En l’espèce, le recours a été formé en temps utile et dans le
respect des formalités prévues par la loi (cf. art. 61 let. b LPGA
notamment), de sorte qu’il est recevable et qu’il y a lieu d’entrer en
matière sur le fond.
b) La Cour des assurances sociales du Tribunal cantonal est
compétente pour statuer (cf. art. 93 let. a LPA-VD [loi cantonale vaudoise
du 28 octobre 2008 sur la procédure administrative, RSV 173.36]). La
valeur litigieuse étant inférieure à 30'000 fr. au vu du nombre de jours de
suspension du droit aux indemnités, la présente cause relève de la
compétence d’un membre de la Cour, statuant en tant que juge unique
(cf. art. 94 al. 1 let. a LPA-VD).
2.a) En tant qu’autorité de recours contre des décisions prises
par des assureurs sociaux, le juge des assurances sociales ne peut, en
principe, entrer en matière – et le recourant présenter ses griefs – que sur
les points tranchés par cette décision; de surcroît, dans le cadre de l’objet
du litige, le juge ne vérifie pas la validité de la décision attaquée dans son
ensemble, mais se borne à examiner les aspects de cette décision que le
recourant a critiqués, exception faite lorsque les points non critiqués ont
des liens étroits avec la question litigieuse (ATF 131 V 164, 125 V 413
consid. 2c, et 110 V 48 consid. 4a ; RCC 1985 p. 53).

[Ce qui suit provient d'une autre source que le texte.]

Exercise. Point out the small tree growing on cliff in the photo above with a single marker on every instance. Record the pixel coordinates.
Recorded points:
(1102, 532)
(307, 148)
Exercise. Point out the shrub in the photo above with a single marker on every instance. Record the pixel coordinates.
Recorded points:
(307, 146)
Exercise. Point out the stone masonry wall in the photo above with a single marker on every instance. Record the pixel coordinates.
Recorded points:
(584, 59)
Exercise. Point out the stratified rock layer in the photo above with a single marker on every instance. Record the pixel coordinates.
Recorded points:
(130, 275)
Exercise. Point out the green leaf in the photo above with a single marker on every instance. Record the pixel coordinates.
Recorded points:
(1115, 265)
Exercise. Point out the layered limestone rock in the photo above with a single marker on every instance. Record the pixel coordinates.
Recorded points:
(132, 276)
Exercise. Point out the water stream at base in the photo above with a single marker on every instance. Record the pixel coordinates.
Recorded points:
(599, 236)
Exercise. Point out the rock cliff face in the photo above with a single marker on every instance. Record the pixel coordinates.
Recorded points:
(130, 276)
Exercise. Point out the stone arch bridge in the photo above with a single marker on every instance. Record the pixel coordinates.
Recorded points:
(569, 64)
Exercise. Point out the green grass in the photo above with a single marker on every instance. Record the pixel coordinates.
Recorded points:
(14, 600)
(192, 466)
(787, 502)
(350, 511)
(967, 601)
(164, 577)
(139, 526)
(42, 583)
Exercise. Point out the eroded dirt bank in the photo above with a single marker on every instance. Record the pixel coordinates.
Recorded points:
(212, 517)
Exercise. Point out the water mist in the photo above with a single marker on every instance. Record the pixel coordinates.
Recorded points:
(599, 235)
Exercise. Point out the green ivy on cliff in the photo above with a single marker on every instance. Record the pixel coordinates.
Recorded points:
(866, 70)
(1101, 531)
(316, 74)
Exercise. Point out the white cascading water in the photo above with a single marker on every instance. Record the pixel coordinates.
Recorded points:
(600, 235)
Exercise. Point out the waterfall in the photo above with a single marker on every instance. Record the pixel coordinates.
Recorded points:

b) Le litige porte en l’espèce sur le point de savoir si la
suspension du droit à l’indemnité de chômage de la recourante pour une
durée de 31 jours dès le 31 août 2013 pour refus d’un emploi convenable
assigné par l’ORP en application des art. 16 et 30 al. 1 let. d LACI est
justifiée quant à son principe, à sa durée ainsi qu’à sa date de début.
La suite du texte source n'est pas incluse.